Saturday, February 13, 2016

Review: Democracy in Black

Published 13 February 2016 in the Winnipeg Free Press:

Democracy in Black: How Race Still Enslaves the American Soul
By Eddie S. Glaude Jr.
Crown Publishing, 274 pages, $34

Reviewed by Mike Stimpson

The United States has had a black president in the White House for seven years, but racial inequality continues to make democracy in that country a lie.

That, in a nutshell, is the message of Princeton University scholar Eddie S. Glaude Jr.’s passionate and thought-provoking new polemic, published in time for Black History Month.

Glaude chairs Princeton’s African American Studies department. His previous books include an examination of race and religion in 19th-century America, which won an award from the Modern Language Association.

He says racism is an ingrained feature of American society and "not just a symptom of bad, racist people who fail to live up to pristine ideals."

At the heart of it all is a "value gap" — a common belief that white people are more valuable than others. In other words: Black lives matter, but white lives matter more.

Glaude likes the Black Lives Matter movement that arose after people got fed up with police shooting unarmed black men, and he points to its protests as appropriate grassroots response to an all-too-often deadly part of America’s value gap.

The value gap is also evident in U.S. society’s collective shrug at how the mortgage foreclosure crisis hit African-Americans especially hard, he writes. While white Americans lost 11 per cent of their wealth between 2007 and 2010, black Americans lost 31 per cent.

A Great Black Depression has wreaked profound damage upon black America, he says, yet "what’s really scary is how little anyone outside black America seems to care." He laments that "America has turned its back on poor people, especially poor black people."
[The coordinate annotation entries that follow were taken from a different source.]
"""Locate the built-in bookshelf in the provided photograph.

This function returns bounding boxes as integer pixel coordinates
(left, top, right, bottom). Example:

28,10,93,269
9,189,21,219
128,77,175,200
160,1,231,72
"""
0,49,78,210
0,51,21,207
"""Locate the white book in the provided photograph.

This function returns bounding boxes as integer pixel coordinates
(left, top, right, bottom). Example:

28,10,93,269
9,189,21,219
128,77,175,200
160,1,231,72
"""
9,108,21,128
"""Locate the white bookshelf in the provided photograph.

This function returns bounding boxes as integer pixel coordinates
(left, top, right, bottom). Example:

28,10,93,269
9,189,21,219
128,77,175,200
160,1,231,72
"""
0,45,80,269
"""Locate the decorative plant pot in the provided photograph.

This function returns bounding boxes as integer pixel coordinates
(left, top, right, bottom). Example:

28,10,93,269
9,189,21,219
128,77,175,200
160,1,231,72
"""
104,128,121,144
Glaude contends that liberals, including the black president, kid themselves that the system itself isn’t broken. They think the solution lies in greater inclusion of black people as individuals striving for success in America, "without closing the value gap." That seems like folly to Glaude.

The "cruel irony" of black liberal thought, he says, is that it plays into the hands of those white Americans who want to pretend there is no historical inequality, and want to hear no more about past and present injustices.

Glaude despairs that traditional black leadership — the likes of Al Sharpton and Jesse Jackson — won’t change things. In fact, he thinks their self-aggrandizing style of leadership (Sharpton always puts himself in front of cameras) is doing more harm than good by diverting attention away from the real issues and problems of everyday black Americans.

Instead, Glaude finds hope in the kind of grassroots leadership he witnessed in Missouri after the August 2014 shooting of Michael Brown by a police officer. There he saw "young people engaged in acts of civil disobedience to disrupt the traditional theater of America’s racial politics," without a Sharpton-style leader putting himself at the front of marches.

"We should follow their lead," he declares. He hopes for a grassroots movement that will change the way Americans think of both government and their black fellow citizens.

Glaude says America needs a "revolution of value and a radical democratic awakening" to make its society live up to stated ideals. He offers examples of what he has in mind, but no blueprint for the movement. That’s not really a criticism, since such a blueprint seems too much to ask of one person.

Anyone interested in U.S. politics or social-justice issues will enjoy reading this sharp, forceful call for change. Like fellow Princeton firebrand Cornel West, Glaude confronts America with some hard truths and challenges it to be the country it pretends to be.